When most people hear about the many features and benefits of palliative care, they support it. They just don’t know what to call it, or they confuse it with hospice care. The truth is that anyone with a life-threatening or life-limiting disease can receive palliative care, which focuses on reducing people’s pain and suffering and providing patients and families with an extra layer of support. Something many patients and health care professionals don’t realize is that palliative care can also be combined with curative treatment. With help from a $205,000 grant from the Cambia Health Foundation (formerly The Regence Foundation), Providence Medford Medical Center is working to address misperceptions and educate patients, families and hospital staff about the benefits of palliative care. The hospital is also working to expand its inpatient palliative care program, and has recently started an outpatient palliative care program for people who don’t want or need to be hospitalized, but aren’t a candidate for hospice.
“We chose Providence Medford for this grant because we’ve watched them develop a thoughtful, comprehensive program that goes above and beyond standard hospital palliative care services,” said Peggy Maguire, Cambia Health Foundation board chair. “They’ve hired an experienced palliative care nurse practitioner to run the program, and they’ve expanded to offer outpatient palliative care, which is really where the future of palliative care is.”
With the Cambia Health Foundation grant, Providence will work to increase access to palliative care for patients and their families, offer educational resources about palliative and hospice care to the Rogue Valley community, and encourage physicians to provide more palliative care referrals. The hospital will also use a new patient screening tool to determine when a palliative care consult is appropriate.

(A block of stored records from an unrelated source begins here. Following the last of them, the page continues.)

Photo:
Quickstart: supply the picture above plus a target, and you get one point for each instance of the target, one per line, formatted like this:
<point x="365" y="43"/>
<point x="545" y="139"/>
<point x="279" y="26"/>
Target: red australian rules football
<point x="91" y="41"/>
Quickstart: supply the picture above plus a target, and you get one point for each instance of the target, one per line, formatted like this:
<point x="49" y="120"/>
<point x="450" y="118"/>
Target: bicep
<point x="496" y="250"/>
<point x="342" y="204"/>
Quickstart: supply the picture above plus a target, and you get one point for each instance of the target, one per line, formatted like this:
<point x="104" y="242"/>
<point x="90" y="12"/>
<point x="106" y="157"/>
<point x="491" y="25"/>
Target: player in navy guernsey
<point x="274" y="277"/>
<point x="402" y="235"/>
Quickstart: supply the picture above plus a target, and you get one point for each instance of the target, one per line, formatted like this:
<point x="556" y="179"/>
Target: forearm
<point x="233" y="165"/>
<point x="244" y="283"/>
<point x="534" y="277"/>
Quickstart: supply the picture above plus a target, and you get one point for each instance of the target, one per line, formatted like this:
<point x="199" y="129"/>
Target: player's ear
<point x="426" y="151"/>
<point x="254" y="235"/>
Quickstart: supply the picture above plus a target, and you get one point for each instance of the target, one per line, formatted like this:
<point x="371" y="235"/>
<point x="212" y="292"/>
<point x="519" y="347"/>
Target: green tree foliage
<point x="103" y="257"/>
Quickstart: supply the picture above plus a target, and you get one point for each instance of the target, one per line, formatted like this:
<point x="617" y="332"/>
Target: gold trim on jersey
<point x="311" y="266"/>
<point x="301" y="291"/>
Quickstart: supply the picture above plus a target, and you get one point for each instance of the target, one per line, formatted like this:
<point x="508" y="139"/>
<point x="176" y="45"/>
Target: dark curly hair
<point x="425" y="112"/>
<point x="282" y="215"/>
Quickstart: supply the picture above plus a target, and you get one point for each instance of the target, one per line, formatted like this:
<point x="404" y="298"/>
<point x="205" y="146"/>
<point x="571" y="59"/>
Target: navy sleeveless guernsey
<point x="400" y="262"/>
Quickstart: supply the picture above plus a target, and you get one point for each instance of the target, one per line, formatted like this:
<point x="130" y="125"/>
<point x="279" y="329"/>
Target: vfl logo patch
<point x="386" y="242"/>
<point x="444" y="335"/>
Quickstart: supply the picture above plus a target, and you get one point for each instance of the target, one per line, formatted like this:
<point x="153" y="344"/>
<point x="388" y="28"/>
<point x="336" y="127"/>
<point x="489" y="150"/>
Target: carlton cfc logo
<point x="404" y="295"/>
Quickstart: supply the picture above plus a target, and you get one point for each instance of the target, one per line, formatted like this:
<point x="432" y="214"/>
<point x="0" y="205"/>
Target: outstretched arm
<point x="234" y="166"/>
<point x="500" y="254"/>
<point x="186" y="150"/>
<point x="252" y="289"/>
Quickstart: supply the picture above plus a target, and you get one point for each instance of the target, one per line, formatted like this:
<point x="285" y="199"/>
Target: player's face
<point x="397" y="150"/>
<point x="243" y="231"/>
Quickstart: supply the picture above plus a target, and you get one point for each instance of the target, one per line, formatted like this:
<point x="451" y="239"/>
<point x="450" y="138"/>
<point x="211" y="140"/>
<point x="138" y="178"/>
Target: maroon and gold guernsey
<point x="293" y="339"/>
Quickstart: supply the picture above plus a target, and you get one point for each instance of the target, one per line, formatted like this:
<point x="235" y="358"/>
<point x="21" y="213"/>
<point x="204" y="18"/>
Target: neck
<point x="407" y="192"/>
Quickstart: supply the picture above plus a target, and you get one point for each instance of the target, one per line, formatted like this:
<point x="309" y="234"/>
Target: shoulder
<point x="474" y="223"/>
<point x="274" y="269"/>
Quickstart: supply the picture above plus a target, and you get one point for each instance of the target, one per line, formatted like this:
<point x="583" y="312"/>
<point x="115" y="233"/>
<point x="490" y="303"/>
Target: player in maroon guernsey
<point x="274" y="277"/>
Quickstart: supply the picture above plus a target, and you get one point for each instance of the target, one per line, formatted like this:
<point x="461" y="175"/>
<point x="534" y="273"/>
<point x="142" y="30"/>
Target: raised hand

“For many patients, palliative care can bridge the gap – often a lengthy one – between hospital and hospice,” explains Providence Palliative Care Coordinator Michael Christensen, ACNP. “It is preferable to identify these patients as early as possible after diagnosis, so they can benefit from these services. In addition, when palliative care accompanies curative care, patients feel better, their depression and anxiety symptoms can be reduced and they may actually live longer.”
Christensen adds, “People in the hospital feel like they lose a lot of control. We help to restore some of that control, empowering patients to choose what treatment they want or don’t want. And when we work with people in their homes they are able to make tough decisions before entering the hospital, easing stress for themselves and their families, and that is our goal.”
In 2010, The Cambia Health Foundation awarded a $20,600 palliative care planning grant to Providence. The foundation has also awarded several other palliative care grants in Southern Oregon, including $92,000 to Choosing Options, Honoring Options, and $261,300 to Asante Rogue Regional Medical Center.